In the preceding, Pepper observes that:
"Martin King was killed because he had become intolerable. It was not just that he opposed the war and was going to the bottom line of a number of the major corporations of the United States, those forces that essentially rule the world at this point in time - the transnational entities. But more importantly, I think the reason is because he was going to bring a mass of people to Washington in the spring of '68 and that was very troubling.
The military knew that once he started out bringing the wretched of America to camp out in the shadow of the Washington Memorial - and go every day to see their Senators and Congressmen - to try to get social program monies put back that were taken out because of the war- and they got rebuffed again and again they'd become increasingly angry. It was the assessment of the Army that he would lose control of that group."
Pepper goes on to indicate that had the event spiraled out of control there would not have been enough troops available to quell the violent (they suspected) results. Hence, taking out King removed the threat of instability.
My additional take is that LBJ wanted King's voice silenced once and for all.

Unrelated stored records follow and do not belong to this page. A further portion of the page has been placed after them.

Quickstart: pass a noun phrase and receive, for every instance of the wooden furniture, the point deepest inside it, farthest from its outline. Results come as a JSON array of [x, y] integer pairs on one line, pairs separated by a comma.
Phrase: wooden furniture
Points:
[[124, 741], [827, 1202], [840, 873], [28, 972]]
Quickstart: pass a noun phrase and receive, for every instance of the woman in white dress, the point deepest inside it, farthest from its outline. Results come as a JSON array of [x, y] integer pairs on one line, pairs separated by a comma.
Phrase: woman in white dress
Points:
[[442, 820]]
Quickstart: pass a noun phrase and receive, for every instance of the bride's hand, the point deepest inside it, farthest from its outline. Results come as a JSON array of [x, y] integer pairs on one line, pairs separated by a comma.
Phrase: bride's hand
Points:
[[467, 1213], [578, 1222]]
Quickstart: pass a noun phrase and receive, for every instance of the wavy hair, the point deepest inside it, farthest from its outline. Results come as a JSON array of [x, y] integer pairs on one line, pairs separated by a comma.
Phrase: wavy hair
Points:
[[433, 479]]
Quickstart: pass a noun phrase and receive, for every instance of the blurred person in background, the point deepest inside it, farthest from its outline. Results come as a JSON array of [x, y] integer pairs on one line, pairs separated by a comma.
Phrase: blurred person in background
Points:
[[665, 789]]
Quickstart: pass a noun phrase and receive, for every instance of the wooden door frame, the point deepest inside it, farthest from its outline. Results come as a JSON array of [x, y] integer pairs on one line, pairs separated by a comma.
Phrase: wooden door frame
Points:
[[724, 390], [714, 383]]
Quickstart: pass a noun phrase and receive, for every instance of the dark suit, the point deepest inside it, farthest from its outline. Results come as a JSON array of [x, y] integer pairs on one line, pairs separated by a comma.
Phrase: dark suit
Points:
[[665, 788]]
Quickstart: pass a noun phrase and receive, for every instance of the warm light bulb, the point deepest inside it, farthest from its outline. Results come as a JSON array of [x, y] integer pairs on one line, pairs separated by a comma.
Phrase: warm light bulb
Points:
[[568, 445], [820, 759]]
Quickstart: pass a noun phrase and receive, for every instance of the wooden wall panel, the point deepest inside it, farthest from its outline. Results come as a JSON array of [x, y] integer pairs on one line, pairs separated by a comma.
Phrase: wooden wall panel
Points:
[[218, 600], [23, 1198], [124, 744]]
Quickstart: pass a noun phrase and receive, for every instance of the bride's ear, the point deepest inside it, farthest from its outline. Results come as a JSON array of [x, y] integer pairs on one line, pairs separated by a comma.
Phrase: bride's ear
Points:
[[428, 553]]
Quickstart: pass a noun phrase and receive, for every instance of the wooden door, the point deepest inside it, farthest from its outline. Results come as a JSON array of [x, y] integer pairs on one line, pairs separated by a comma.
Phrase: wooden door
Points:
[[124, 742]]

He'd gotten too much attention on the Vietnam issue, and it undermined LBJ's "great legacy" - having already taken control of all of Kennedy's ideas and programs and pushed them through. Let's also bear in mind the Army itself would have done nothing without the go ahead from the "commander- in-chief".Joan Walsh in her piece on MLK today writes:
Harry Belafonte likewise thinks much of American political culture “is guilty of dealing with Dr. King’s life and story in grievously superficial ways. What gave us all strength to do what we did was his radical thinking.” Acknowledging that King’s turn against the war and toward cross-racial, anti-poverty organizing was “controversial” among his closest colleagues, Belafonte notes:
“It was controversial, but controversy wasn’t something he shunned; controversy became the system through which disagreement and debate could be heard. He was comfortable with that. He welcomed it. That aspect of his history is never really discussed."
And he added:
“The vested interests don’t want us speaking of Dr. King in radical terms. The great tragedy and irony of it all is that the public hungers for voices that are driven more by these moral concerns.”
As I've noted before, the warp and woof of the corporate media has been to soft soap our history and even our heroes, like JFK, MLK, and RFK. They want us to believe they were all simply offed by isolated lone nuts, but the deep politics of each case says otherwise: that all were victims of the national security state and its allies. History only makes sense when treated not as a succession of facts to be memorized, but as an analysis of countervailing forces set in opposition to each other for attainment of power and/or resources. The conspiracy zeitgeist only becomes manifest and apparent in this context - and not allowing oneself to become a victim of what Curtis White has called "the Middle Mind". This is a molded - by PR - entity, averse to scrutinizing any event below the superficial media-market tropes and sound bites. It is terrified of what it may learn, say about the 60s' assassinations, and therefore sticks to the safe, conforming path offered by the media - never diverging too far beyond the lines.
Martin Luther King's voice, like Kennedy's before him, inveighed against the military -security state's infrastructure and its alignment with corporate power - seeking to instead disburse social capital to the average citizen. Until we understand that, and get our heads on the right side of history, we will remain victims and not victors - in the ongoing fight to be a truly free people - as opposed to hostages of a Potemkin Democracy - which is really a Corporatocracy.